From Husserl’s epistemology Adorno went on to criticize his mathematical realism and logical “absolutism.” The triumph of mathematical thinking in the West, Adorno argued, contained a mythical element. The fetish of numbers had led to a repudiation of nonidentity and a kind of hermetic idealism. Similarly, the reliance on formal logic as a mental absolute contained mythical traces. These modes of thought were also not without social significance. The reification of logic, Adorno asserted, “refers back to the commodity form whose identity exists in the ‘equivalence’ of exchange value.”128 Instead of formal logic, which perpetuated the false dualism of form and content, Adorno suggested a more dynamic alternative that referred back to Hegel. “Logic,” he wrote, “is not Being, but a process that cannot be simply reduced to the pole of ‘subjectivity’ or ‘objectivity.’ The self-criticism of logic has as its result dialectics. . . . There is no logic without sentences, no sentences without the synthetic mental function.”129 Formal logic with its laws of contradiction and identity was a kind of repressive taboo that ultimately led to the domination of nature.130 Adorno also strongly objected to a mimetic theory of perception, and he found it even in Husserl’s phenomenology, despite its stress on intentionality.
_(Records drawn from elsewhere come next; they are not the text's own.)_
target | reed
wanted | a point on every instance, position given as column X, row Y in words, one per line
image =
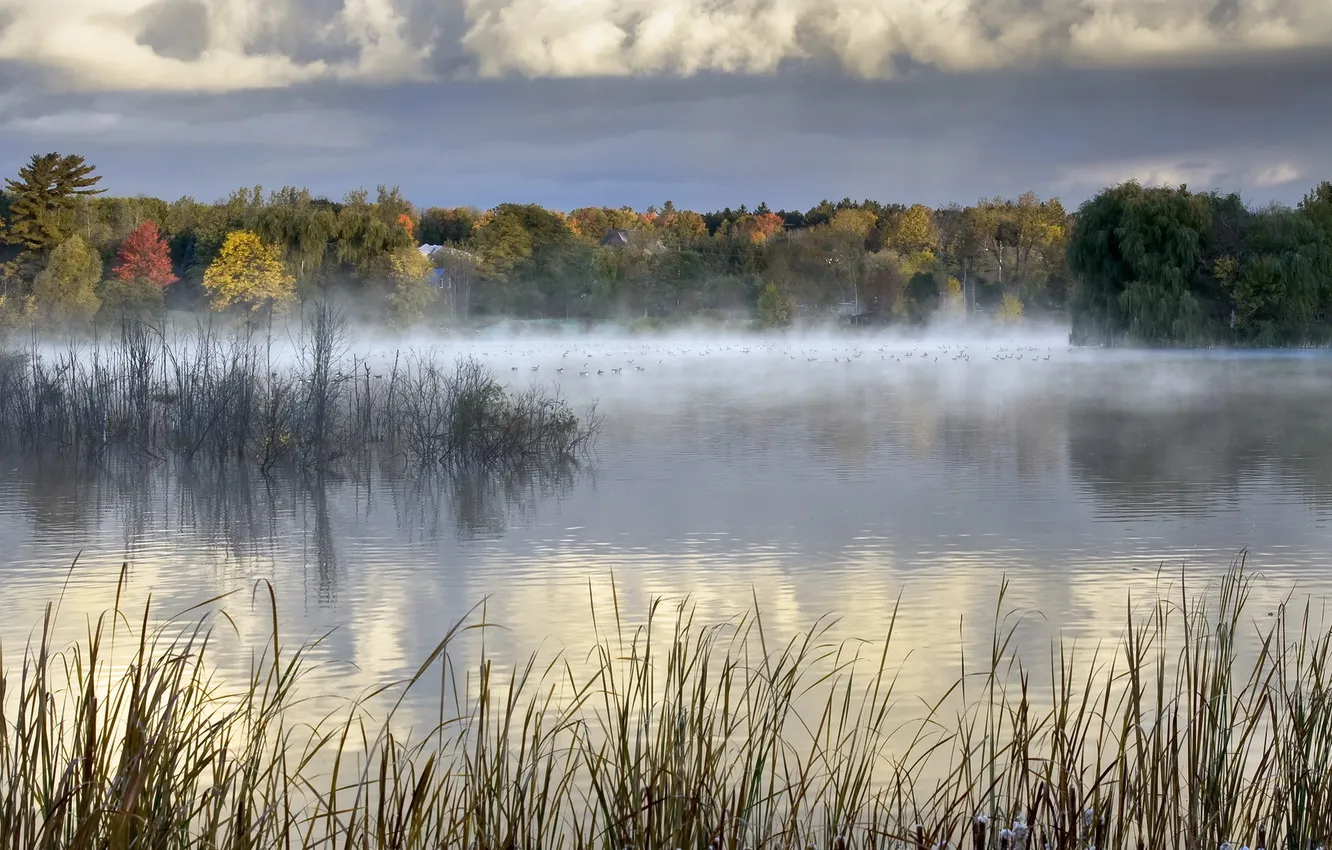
column 685, row 734
column 249, row 395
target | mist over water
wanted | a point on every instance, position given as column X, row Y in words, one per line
column 807, row 473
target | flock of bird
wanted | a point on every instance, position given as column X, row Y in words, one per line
column 590, row 360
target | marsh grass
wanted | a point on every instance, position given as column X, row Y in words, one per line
column 683, row 734
column 248, row 395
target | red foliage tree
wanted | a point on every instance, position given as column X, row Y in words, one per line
column 759, row 227
column 144, row 256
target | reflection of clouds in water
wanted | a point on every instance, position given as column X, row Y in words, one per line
column 730, row 476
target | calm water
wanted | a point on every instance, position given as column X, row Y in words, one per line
column 733, row 473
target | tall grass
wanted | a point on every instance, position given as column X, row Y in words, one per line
column 248, row 395
column 685, row 734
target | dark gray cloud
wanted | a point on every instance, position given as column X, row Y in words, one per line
column 1255, row 121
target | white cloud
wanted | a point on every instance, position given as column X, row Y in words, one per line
column 1214, row 171
column 573, row 37
column 1276, row 175
column 100, row 44
column 243, row 44
column 1150, row 172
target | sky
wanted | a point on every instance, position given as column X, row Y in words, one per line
column 706, row 103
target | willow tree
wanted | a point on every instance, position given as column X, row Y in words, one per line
column 1138, row 256
column 65, row 292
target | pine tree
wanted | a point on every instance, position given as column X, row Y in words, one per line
column 44, row 196
column 144, row 256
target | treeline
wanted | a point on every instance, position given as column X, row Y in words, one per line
column 1131, row 265
column 71, row 253
column 1171, row 267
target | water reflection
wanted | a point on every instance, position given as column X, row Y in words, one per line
column 805, row 486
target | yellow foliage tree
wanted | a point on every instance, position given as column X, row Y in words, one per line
column 858, row 221
column 1010, row 309
column 913, row 231
column 954, row 299
column 248, row 273
column 412, row 291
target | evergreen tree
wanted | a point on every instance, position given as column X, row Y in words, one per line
column 44, row 197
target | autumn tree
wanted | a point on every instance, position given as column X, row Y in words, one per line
column 412, row 291
column 757, row 228
column 911, row 231
column 65, row 292
column 444, row 227
column 775, row 309
column 44, row 197
column 858, row 221
column 144, row 256
column 248, row 273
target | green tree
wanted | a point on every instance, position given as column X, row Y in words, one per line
column 1136, row 255
column 774, row 308
column 65, row 292
column 44, row 197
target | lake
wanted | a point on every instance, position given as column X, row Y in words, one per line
column 805, row 476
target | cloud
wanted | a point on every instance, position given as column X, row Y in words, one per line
column 209, row 44
column 1220, row 169
column 1278, row 175
column 245, row 44
column 873, row 37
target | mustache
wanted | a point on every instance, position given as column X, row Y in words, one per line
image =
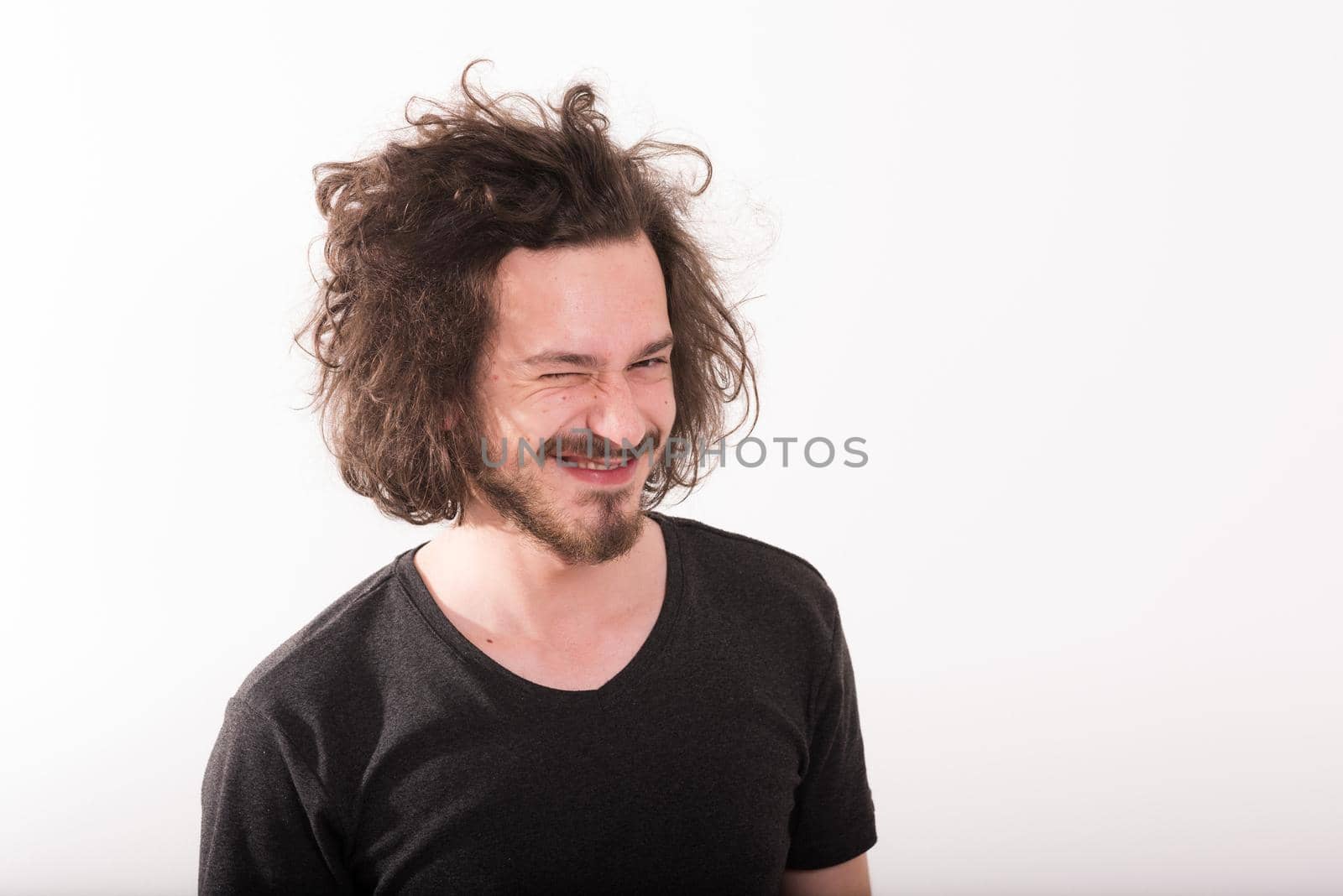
column 601, row 447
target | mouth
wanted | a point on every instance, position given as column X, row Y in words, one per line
column 595, row 463
column 598, row 471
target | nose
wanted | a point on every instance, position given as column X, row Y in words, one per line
column 613, row 412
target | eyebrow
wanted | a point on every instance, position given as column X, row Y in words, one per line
column 588, row 360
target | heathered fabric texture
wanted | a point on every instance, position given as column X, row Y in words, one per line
column 379, row 752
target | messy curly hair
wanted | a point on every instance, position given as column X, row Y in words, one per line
column 414, row 237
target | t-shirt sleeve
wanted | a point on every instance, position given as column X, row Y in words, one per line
column 266, row 826
column 833, row 815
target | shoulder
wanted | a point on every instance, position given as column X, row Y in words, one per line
column 315, row 685
column 755, row 576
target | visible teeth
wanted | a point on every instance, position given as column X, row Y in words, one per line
column 588, row 464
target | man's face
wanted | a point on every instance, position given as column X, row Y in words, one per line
column 582, row 344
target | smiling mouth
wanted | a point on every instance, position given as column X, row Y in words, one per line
column 588, row 463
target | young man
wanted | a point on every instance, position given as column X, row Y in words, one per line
column 564, row 691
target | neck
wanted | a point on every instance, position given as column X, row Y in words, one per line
column 483, row 569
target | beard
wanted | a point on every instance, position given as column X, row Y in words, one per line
column 516, row 492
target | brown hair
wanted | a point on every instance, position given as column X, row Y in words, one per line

The locus of truth, when correctly understood, he contended, “becomes the mutual dependency, the production through one another (sich durcheinander Produzieren) of subject and object, and it should no longer be thought of as static agreement—as ‘intention.’ ”131 By whatever means, Husserl’s attempt to uncover the essential truth, he argued, was in vain: “Only in the repudiation of every such illusion, in the idea of imageless truth, is the lost mimesis preserved and transcended (aufgehoben), not in the preservation of its [the truth’s] rudiments.”132
Husserl’s tendency to reify the given, Adorno argued, was related to advanced bourgeois society’s destruction of Erfahrung (experience) and its replacement by administered, lifeless concepts. The disappearance of true experience, which Benjamin had also stressed as a characteristic of modern life,133 corresponded to the growing helplessness of modern man. To Adorno, phenomenology thus represented the last futile effort of bourgeois thought to rescue itself from impotence. “With phenomenology,” he wrote, “bourgeois thought reached its end in dissociated, fragmented statements set against one another, and resigned itself to the simple reproduction of that which is.”134 In doing so, it turned against action in the world: “The denigration of praxis to a simple special case of intentionality is the grossest consequence of its reified premises.”135 But worst of all, the assumption of absolute identity and immediacy could well lead to the political domination of an absolute ideology. There was, Adorno suggested, a subterranean connection between phenomenology and fascism—both were expressions of the terminal crisis of bourgeois society.136
Among the members of the Frankfurt School Adorno perhaps most consistently expressed abhorrence of ontology and identity theory. At the same time, he also rejected naive positivism as a non-reflective metaphysics of its own, contrasting it with a dialectics that neither denied nor fully accepted the phenomenal world as the ground of truth. Against those who stressed an abstract individualism, he pointed to the social component through which subjectivity was inevitably mediated. He just as strongly resisted the temptation to acquiesce in the dissolution of the contingent individual into a totality, whether of Volk or class.